Chapter 8 focuses on China’s digital diplomacy and trajectory as a major player in high-end (critical) technologies, cyber security and cyber sovereignty, which incidentally disrupts the dominance of the USA and European powers. Accordingly, China’s digital diplomacy began (re)standardising, (re)moulding and (re)structuring the global world order, all of which are directly linked to the emergence of China as a major stakeholder in the Fourth Industrial Revolution. Chapter 9 summarises the domestic implications of the DSR and key findings, and examines the Sino-US competition and decoupling for dominating the global market of (high-end) technology and infrastructure connectivity, especially exports of semiconductors and rare earths.

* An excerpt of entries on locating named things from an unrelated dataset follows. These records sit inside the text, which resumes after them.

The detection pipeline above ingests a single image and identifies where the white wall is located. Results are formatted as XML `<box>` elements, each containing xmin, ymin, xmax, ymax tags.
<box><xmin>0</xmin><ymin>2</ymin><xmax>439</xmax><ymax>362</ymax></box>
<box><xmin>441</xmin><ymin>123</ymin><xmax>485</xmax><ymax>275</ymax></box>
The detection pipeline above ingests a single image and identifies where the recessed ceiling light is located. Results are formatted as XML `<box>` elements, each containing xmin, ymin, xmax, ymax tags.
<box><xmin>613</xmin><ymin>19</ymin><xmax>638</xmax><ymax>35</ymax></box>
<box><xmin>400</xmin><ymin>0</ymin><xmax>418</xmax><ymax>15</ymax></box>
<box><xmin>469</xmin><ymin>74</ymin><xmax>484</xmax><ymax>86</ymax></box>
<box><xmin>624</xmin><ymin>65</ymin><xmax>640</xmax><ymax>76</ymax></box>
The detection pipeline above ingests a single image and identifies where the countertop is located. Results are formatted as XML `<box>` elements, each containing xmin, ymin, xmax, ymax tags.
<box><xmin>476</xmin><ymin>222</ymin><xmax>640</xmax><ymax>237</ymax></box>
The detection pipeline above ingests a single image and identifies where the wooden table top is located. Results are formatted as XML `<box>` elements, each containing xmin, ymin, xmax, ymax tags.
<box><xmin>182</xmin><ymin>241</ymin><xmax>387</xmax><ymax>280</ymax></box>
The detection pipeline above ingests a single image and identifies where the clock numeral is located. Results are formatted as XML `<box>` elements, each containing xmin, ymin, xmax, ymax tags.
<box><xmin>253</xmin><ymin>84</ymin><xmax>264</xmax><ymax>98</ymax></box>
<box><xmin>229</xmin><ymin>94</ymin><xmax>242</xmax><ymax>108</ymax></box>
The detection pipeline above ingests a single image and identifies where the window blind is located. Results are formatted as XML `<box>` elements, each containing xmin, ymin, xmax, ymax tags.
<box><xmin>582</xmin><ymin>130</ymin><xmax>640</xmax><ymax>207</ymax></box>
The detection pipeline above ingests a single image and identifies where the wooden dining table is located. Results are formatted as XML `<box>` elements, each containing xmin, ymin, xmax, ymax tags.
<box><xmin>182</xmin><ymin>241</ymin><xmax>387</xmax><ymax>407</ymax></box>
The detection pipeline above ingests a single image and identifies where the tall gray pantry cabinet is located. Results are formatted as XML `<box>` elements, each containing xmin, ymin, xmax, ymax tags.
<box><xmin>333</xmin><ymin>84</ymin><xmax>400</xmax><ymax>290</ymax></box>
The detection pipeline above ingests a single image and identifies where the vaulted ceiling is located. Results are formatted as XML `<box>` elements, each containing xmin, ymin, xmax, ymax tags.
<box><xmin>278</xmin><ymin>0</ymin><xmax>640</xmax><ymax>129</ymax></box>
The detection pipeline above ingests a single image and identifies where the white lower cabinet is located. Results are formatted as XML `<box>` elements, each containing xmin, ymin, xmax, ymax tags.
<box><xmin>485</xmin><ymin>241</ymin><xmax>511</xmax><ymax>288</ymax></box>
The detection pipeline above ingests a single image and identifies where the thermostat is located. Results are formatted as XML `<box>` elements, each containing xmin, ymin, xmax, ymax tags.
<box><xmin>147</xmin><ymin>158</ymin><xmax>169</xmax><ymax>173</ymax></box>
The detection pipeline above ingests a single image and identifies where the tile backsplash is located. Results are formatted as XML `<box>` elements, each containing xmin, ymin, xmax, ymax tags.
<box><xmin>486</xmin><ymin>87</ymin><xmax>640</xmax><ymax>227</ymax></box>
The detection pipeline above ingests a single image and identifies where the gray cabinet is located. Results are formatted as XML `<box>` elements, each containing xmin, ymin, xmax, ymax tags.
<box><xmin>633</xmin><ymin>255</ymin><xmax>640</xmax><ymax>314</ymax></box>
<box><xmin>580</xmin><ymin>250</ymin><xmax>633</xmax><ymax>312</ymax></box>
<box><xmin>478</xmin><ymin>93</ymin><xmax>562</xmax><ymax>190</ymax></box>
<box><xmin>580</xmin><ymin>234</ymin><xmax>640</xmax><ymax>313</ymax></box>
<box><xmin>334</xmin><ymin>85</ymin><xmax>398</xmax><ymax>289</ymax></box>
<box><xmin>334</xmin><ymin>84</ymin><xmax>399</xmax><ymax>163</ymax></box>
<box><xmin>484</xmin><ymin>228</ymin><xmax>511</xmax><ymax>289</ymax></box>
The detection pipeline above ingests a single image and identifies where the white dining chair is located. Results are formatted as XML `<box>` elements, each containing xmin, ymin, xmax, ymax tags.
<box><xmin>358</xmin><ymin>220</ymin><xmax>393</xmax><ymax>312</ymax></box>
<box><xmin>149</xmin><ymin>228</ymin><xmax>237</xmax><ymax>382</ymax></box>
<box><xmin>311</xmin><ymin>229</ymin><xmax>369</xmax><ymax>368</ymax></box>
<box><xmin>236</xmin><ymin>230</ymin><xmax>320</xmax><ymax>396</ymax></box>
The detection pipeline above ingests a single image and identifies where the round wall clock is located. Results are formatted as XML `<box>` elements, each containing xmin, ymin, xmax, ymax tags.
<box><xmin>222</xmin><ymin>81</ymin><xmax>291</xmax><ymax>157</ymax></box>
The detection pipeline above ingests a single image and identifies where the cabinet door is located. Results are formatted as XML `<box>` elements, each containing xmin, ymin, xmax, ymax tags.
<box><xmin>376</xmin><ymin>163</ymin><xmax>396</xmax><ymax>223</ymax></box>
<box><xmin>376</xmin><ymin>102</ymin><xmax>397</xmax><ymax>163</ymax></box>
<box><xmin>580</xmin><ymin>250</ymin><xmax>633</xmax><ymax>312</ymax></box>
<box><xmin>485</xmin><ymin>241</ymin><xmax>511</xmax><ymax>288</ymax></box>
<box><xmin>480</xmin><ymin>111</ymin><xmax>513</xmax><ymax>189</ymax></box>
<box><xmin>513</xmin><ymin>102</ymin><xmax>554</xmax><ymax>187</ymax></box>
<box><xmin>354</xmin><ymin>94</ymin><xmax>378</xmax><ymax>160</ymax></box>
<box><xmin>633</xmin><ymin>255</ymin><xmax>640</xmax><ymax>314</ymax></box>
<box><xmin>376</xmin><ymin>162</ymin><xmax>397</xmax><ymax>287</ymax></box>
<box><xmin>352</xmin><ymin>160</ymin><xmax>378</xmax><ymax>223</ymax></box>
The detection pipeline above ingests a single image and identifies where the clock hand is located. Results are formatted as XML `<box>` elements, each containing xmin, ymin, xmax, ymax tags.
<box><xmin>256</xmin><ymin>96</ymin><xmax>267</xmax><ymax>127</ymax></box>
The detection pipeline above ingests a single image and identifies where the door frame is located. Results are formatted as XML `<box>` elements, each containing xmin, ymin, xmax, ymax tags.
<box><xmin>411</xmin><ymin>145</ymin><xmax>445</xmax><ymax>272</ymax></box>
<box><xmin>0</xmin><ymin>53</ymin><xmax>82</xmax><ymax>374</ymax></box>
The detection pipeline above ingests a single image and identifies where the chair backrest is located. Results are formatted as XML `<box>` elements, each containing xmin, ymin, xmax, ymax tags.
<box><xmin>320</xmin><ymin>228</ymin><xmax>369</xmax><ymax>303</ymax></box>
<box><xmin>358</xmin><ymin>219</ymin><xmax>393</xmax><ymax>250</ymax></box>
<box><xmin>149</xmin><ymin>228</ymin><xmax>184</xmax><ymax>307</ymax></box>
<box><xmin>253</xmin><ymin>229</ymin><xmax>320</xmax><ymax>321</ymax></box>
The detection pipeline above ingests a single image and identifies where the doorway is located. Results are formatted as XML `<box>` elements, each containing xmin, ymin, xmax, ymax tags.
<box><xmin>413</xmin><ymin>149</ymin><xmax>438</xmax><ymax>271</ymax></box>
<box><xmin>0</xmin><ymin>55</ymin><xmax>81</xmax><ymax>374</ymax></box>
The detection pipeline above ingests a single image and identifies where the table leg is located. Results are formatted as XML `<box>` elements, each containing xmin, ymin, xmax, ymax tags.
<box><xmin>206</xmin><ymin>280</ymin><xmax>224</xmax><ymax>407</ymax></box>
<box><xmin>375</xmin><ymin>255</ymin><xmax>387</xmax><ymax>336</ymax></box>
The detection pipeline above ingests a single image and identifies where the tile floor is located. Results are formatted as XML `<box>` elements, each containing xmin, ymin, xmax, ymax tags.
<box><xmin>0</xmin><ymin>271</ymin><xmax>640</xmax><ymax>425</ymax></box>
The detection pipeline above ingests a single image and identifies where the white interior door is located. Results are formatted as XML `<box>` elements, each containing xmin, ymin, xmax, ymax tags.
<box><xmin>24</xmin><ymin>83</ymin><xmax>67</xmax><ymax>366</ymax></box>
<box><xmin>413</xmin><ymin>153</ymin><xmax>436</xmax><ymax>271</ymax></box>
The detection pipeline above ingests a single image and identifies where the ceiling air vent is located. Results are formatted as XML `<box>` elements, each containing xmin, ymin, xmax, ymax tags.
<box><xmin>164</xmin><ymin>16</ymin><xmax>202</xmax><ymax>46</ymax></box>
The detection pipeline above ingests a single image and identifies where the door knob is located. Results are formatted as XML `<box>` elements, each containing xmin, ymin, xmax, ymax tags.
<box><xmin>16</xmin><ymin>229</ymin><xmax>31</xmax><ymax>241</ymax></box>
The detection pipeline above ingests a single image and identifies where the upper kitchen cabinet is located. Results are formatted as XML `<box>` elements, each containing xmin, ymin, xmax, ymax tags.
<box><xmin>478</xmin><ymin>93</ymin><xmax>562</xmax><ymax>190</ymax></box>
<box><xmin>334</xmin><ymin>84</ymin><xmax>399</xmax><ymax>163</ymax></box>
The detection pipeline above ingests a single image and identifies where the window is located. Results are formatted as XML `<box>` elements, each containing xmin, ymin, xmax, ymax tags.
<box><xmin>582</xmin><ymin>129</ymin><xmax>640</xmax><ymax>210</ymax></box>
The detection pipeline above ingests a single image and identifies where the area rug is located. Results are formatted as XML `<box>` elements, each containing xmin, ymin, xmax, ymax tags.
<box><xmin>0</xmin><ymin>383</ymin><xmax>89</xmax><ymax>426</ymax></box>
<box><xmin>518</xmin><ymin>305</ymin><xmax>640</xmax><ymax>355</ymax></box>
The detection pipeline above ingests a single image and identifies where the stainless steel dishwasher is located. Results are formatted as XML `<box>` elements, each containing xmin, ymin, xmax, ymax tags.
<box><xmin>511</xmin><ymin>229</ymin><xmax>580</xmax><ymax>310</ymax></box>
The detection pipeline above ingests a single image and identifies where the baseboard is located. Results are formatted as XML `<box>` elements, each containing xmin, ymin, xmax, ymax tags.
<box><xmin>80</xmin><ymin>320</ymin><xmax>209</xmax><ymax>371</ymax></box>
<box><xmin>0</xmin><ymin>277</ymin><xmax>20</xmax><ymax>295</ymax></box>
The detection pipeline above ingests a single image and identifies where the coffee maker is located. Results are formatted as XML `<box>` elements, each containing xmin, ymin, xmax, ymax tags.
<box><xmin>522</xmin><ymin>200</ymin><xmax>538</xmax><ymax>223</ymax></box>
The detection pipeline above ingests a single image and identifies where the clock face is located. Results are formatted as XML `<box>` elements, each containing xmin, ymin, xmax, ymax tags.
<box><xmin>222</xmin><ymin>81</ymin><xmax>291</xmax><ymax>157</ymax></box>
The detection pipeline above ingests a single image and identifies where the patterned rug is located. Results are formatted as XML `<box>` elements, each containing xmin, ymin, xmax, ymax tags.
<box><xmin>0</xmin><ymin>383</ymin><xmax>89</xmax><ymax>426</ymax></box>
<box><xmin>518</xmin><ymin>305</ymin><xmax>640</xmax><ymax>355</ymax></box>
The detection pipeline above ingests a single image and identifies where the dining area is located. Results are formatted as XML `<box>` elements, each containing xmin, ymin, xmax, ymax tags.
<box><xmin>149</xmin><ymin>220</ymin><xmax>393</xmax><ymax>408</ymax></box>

The current international (re)ordering of the world order necessitates the need to understand the importance of China, which has been provided in the book. The book, China’s Digital Silk Road: Setting Standards, Powering Growth, is a must-read for scholars and practitioners of international relations and area studies and succinctly provides valuable and discernible aspects. For any scholar of China studies and international relations, the book provides a coherent and comprehensive understanding of China’s DSR project as well as the foreign policy pathways related to it. The central conjecture of the book, in terms of the core arguments to deal with global institutionalisation digital systems and the international scenarios, has been cogently dealt with by the author. The author deserves a huge appreciation for the categorical approach and effort to examine various facets of the DSR. Despite the increasing scholarly literature on the matter, the author engages with this topic in a much more comprehensive, equitable and academically neutral position. Thus, China’s Digital Silk Road is a reliable source for scholars, academicians, students and possibly laymen to understand the future pathways and undertakings under the most ambitious project of the Chinese State under the leadership of President Xi Jinping.